How does anyone use Gerrit?
I use it successfully every single day. I review code, I add changes, I get statistics on repos. It works well for me. Guess what? I find the old code review system to be just as hard to use as Gerrit. Know why? I didn't use the old code review system much.
Every release *has* been much better and the releases are often, and that's a great thing. It's not a corporate justification, it's reality. Having a really responsive and active upstream is awesome.
You'll have to forgive me, but the only way I can read this is, "the car now breaks down two minutes into the journey; it used to break down a minute in!"
This is a fallacious argument. For most use cases Gerrit works perfectly well. The fixes coming in each release are easing some of the use cases that don't work so well.
Maybe as a non-developer Gerrit doesn't do what you want. As a developer it does most of what I want. It doesn't do some things I want, though. I want free-form tagging, for instance, which is on the roadmap for a future release (and Chad has already started adding in code that is required for this feature).
I want whatever review system we use to support real review branches; - Review sets are heads with multiple commits, not single commits. - We don't amend commits, we make new ones to the head of the review branch. - -no-ff merge commits are used so that only the final commit code makes it directly into master.
Scrap all the other complaints. This pattern of amending commits is by far the worst thing about our current workflow. Development history and minor contributions that never make it into the repo. "Committer" going to the person who fixes a typo rather than the person who writes the code. Confusion over whether someone has rebased or let unrelated changes leak into their patchset. Huge development effort by multiple people potentially turning into a single commit with a single committer. ...
At this point I think the real question we have is this: "Can we reasonably get Gerrit to support real review branches?"

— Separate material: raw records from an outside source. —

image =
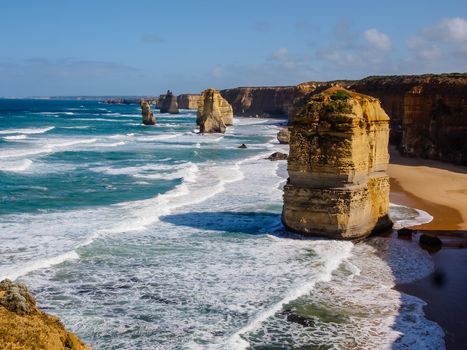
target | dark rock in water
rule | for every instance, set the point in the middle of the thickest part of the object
(169, 103)
(405, 233)
(146, 113)
(278, 156)
(283, 136)
(430, 241)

If that answer to that question is no. Or "not without very significant development". Then the only option we have is to track down the system that we can get to support that with the most reasonable amount of development effort.
I know people complain about Gerrit a lot, but I personally find it much better than our previous toolset.
I think a lot of people are frustrated by the fact that the types of problems being encountered in Gerrit would typically be trivial to fix (CSS precedence, for example). The fact that they're not runs against a lot of core Wikimedia principles.
As mentioned at least twice already in these threads, this is simply not true. It's possible to fix the CSS right now (and if you look at OpenStack's Gerrit, you'd notice they've already done so).
We can just give people accounts now, and we eventually allow people to self-register as well. In fact, this is one of my top goals after upgrading openstack and adding a new Labs zone in eqiad.
Yes, self-registration would be fantastic. :-) I commented on this bug last Saturday: https://bugzilla.wikimedia.org/show_bug.cgi?id=37628 ("Creating a Git/Gerrit/Labs account requires human intervention"). I realize that you and the other ops folks are busy, but if someone could at least explain the current process, it would give volunteer developers a fighting chance of helping out. Not having the faintest idea how the current account creation process works, I can't help or find anyone to help make it better.
I could have sworn there was another bug open for this that documented what needed to get done. I just spent a few minutes updating the bug. It's likely a fairly small OpenStackManager change, and a labsconsole configuration change. As mentioned it's on my list after Labs upgrades. If someone else wants to tackle it first, I'd love that.